La gran complejidad de la democracia proviene de que se basa en algo meramente imaginario. El «pueblo» español que expresa la «voluntad popular», tal y como se define en los artículos 1 y 6 de la Constitución, es la pareja mágica de ideas que funcionan a modo de clave de bóveda de la democracia. Si se analiza con detenimiento el edificio jurídico construido sobre ese primer ladrillo, se comprobará lo difícil que resulta sostener un sistema sobre algo tan intangible.

Definir «pueblo» es ya un ejercicio que obliga a dejarse la vista en decenas de volúmenes de teoría política y pronunciamientos de las organizaciones internacionales, sin que el empeño tenga el éxito asegurado, en cuanto que contiene un componente emocional difícil de embridar (¿Se puede considerar parte del «pueblo» a quien no quiere considerarse?).

Pero mucho más complicado, casi ilusorio, es definir la «voluntad popular». La Constitución Española hace un intento digno de elogio pero definitivamente voluntarista al decir en su artículo 6: «Los partidos políticos expresan el pluralismo político, concurren a la formación y manifestación de la voluntad popular [...]». Es a este débil agarradero donde nos colgamos sobre el aire para intentar averiguar lo que la «voluntad popular» quiere en cada momento.
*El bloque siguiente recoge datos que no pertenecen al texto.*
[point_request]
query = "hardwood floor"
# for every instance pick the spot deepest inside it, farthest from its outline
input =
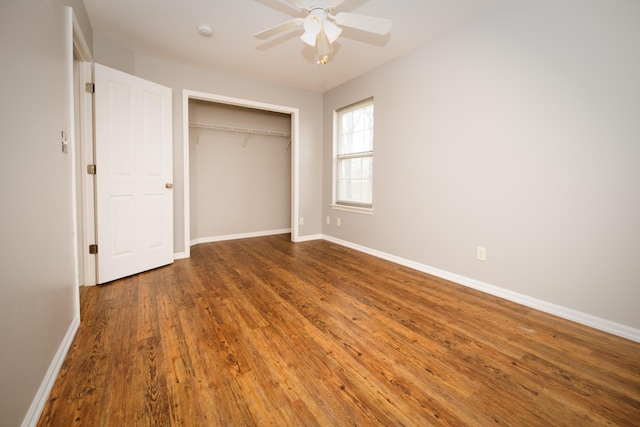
(265, 332)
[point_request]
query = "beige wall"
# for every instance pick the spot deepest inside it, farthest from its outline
(38, 294)
(518, 132)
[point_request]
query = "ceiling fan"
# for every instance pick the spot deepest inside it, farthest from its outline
(321, 27)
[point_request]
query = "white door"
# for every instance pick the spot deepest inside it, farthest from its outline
(134, 174)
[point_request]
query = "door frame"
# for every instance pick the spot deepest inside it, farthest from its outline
(220, 99)
(82, 151)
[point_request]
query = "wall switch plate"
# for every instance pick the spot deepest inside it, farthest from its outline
(65, 142)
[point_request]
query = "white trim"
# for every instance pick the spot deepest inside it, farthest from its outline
(544, 306)
(37, 405)
(355, 209)
(79, 42)
(239, 236)
(294, 112)
(180, 255)
(311, 237)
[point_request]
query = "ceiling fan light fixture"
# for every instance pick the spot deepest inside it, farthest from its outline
(331, 30)
(324, 48)
(312, 27)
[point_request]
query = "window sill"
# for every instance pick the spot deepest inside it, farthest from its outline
(365, 211)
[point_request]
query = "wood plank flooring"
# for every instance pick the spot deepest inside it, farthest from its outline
(265, 332)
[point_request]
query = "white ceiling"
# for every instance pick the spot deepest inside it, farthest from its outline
(168, 29)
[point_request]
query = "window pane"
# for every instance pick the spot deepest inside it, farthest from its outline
(354, 175)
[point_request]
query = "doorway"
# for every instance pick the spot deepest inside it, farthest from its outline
(242, 139)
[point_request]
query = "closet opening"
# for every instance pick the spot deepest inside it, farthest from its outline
(242, 167)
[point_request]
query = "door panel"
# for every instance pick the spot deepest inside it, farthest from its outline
(134, 164)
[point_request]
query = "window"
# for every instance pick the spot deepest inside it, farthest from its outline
(353, 167)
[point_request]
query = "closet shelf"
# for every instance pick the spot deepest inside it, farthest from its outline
(240, 130)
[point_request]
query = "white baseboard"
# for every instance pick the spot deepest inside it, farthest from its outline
(310, 237)
(547, 307)
(35, 410)
(180, 255)
(239, 236)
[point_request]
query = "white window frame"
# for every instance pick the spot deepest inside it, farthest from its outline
(364, 208)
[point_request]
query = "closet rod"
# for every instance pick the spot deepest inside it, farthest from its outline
(241, 130)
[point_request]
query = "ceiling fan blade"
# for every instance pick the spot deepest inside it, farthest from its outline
(366, 23)
(269, 32)
(332, 4)
(295, 5)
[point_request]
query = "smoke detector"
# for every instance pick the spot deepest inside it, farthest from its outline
(205, 30)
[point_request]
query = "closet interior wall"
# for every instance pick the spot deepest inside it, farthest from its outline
(241, 178)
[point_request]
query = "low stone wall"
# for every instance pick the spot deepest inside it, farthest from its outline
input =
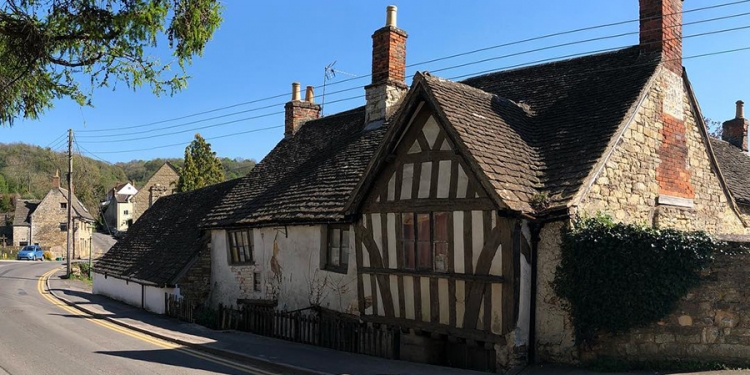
(711, 323)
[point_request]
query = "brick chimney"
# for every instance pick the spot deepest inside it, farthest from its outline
(298, 112)
(661, 31)
(56, 180)
(388, 69)
(734, 131)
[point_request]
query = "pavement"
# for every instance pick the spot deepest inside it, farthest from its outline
(264, 352)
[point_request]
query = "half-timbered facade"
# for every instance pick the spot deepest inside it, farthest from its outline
(432, 251)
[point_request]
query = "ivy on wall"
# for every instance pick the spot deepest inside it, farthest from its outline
(614, 277)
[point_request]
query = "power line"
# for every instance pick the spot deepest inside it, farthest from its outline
(567, 32)
(182, 143)
(443, 69)
(472, 74)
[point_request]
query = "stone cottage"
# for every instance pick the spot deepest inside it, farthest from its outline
(437, 207)
(160, 184)
(163, 252)
(45, 223)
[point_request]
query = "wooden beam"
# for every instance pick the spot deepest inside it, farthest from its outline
(487, 278)
(433, 205)
(383, 283)
(501, 234)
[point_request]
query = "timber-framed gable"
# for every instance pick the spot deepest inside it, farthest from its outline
(432, 251)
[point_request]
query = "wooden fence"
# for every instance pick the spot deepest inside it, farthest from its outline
(307, 326)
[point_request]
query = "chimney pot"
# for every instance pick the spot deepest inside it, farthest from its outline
(391, 13)
(740, 109)
(309, 95)
(295, 91)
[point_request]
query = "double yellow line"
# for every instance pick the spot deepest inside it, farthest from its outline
(138, 335)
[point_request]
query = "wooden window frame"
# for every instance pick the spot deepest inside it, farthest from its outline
(343, 267)
(416, 241)
(231, 246)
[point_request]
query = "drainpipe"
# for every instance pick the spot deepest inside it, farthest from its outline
(536, 228)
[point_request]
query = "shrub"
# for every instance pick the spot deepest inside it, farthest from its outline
(615, 277)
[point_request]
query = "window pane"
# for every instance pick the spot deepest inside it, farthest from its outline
(441, 226)
(407, 223)
(423, 227)
(344, 247)
(441, 256)
(409, 261)
(425, 258)
(409, 237)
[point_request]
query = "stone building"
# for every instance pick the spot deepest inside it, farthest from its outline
(160, 184)
(437, 207)
(45, 223)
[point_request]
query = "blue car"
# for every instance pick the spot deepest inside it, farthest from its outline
(31, 252)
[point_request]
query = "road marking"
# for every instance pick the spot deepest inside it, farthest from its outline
(140, 336)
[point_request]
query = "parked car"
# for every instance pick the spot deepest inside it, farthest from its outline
(31, 252)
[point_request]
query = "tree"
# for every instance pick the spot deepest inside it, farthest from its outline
(202, 167)
(48, 46)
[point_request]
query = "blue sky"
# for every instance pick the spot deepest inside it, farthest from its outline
(262, 47)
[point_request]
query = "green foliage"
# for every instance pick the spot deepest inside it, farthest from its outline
(47, 47)
(28, 172)
(615, 277)
(201, 167)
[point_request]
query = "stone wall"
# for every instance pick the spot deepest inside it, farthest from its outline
(160, 184)
(196, 284)
(46, 223)
(628, 187)
(712, 323)
(555, 340)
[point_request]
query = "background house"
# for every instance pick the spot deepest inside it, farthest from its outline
(45, 223)
(160, 184)
(117, 210)
(163, 252)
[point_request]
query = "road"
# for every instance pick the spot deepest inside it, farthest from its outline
(39, 335)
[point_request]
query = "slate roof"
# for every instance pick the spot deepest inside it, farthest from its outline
(78, 208)
(307, 178)
(735, 167)
(575, 107)
(165, 239)
(24, 209)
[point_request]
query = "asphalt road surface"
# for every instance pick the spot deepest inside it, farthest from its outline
(40, 335)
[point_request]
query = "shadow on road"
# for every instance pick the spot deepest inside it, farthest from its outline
(174, 357)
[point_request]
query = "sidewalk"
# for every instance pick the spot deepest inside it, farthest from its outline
(264, 352)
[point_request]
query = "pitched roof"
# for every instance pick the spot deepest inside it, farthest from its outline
(78, 208)
(306, 178)
(575, 108)
(735, 167)
(165, 239)
(24, 209)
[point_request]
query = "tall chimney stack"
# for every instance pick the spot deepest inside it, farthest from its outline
(56, 180)
(298, 112)
(661, 31)
(388, 69)
(734, 131)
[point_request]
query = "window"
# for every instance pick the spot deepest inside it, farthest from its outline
(240, 246)
(337, 249)
(425, 241)
(256, 281)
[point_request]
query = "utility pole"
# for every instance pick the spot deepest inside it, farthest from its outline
(70, 197)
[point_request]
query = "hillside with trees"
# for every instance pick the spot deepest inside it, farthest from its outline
(27, 171)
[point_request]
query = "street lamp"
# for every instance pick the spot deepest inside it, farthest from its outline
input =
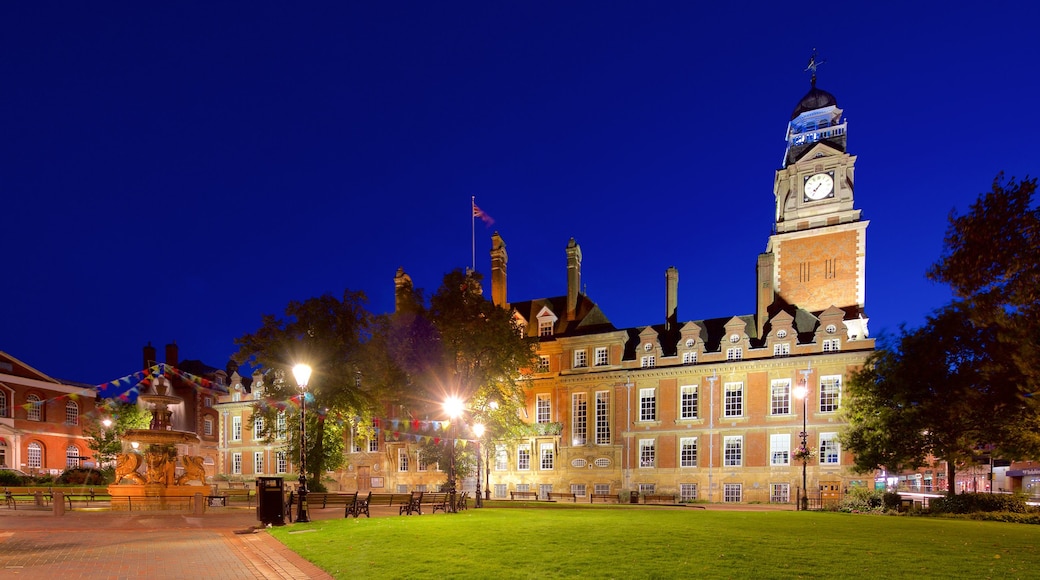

De forma casi siempre infructuosa: las personas tienen voluntad, clara y contundentemente expresada, pero... ¿los «pueblos»?

El bloqueo político que ha experimentado España durante casi un año tiene mucho que ver con esto. Para el PP la voluntad popular había dicho que tenía que gobernar la lista más votada, aunque no es eso lo que dice la Constitución. Para Podemos, que debía haber un gobierno de cambio, aunque para ello hubiera que contar con fuerzas que no eran de cambio. Para Ciudadanos y una parte del PSOE, que los españoles no querían volver a votar y había que desbloquear la situación a toda costa. Para otra parte del PSOE, que el PP no debía volver a gobernar. Para los nacionalistas --no solo para ellos-- que el sistema político instaurado en 1978 se ha finiquitado.

Como ven, la «voluntad popular», como todo lo etéreo, como todo lo imaginario, como todo aquello que no puede definirse con claridad ni en un papel ni en una idea ni siquiera en una imagen, acaba siendo materia moldeable en manos de quien maneja el concepto. ¿Qué significa que el primer ladrillo de la democracia, la idea sobre la que se sustenta todo nuestro edificio jurídico y político, se convierta en plastilina en nuestras manos? Evidente: que la democracia es frágil, frágil por estar compuesta de la materia de la que están compuestos los sueños.

Los cambios sociopolíticos que se han desencadenado tras el crack económico de 2008 han abierto debates muy profundos: la crisis de representación de la clase política, el procedimiento de elección de cargos públicos, la limitación de mandatos, la posibilidad de establecer procesos revocatorios, y un largo etcétera. Pero el debate pendiente, la madre de todos los debates, está al caer: sobre el límite y alcance de la democracia misma.

Nunca antes, en más de dos siglos, había llegado a la presidencia de Estados Unidos alguien como Donald Trump. Nunca antes, desde el nacimiento de la democracia en España, han sido cuatro grandes partidos los que representan la voluntad de los españoles. Nunca antes, después de sesenta años, se había cuestionado la continuidad de la Unión Europea. Nunca antes habían pasado muchas cosas que están pasando, por un pequeño detalle en el que no han caído nuestras torpes y complacientes élites: no pasa nada, hasta que pasa.

No sé si será tarde para cuando se den cuenta, pero la democracia liberal occidental debe cambiar, y no parcialmente, sino estructuralmente, como sistema. Es necesario abrir un debate tan amplio que en las democracias menos consolidadas --la española, entre ellas-- sería idóneo un proceso constituyente que de momento pocas voces demandamos, pero que se acabará haciendo inevitable.

En todo caso, si se toma la vía intermedia de un paquete de grandes reformas constitucionales, uno de los temas que habría que abordar es una mayor y mejor definición de la «voluntad popular» como piedra de toque del sistema democrático. Algunos, los más conservadores, quieren establecer que sea el partido más votado el intérprete único de esa voluntad, aunque sea por un voto y con una representación de menos del 30% de la ciudadanía. No es el camino. La «voluntad popular» debe ser un concepto flexible y anclado en el parlamentarismo, apuntalado con un mayor recurso a la democracia directa y necesitado de un refuerzo conceptual que impida al mismo tiempo el bloqueo político y la completa arbitrariedad en su interpretación.

*Licenciado en Ciencias de la Información.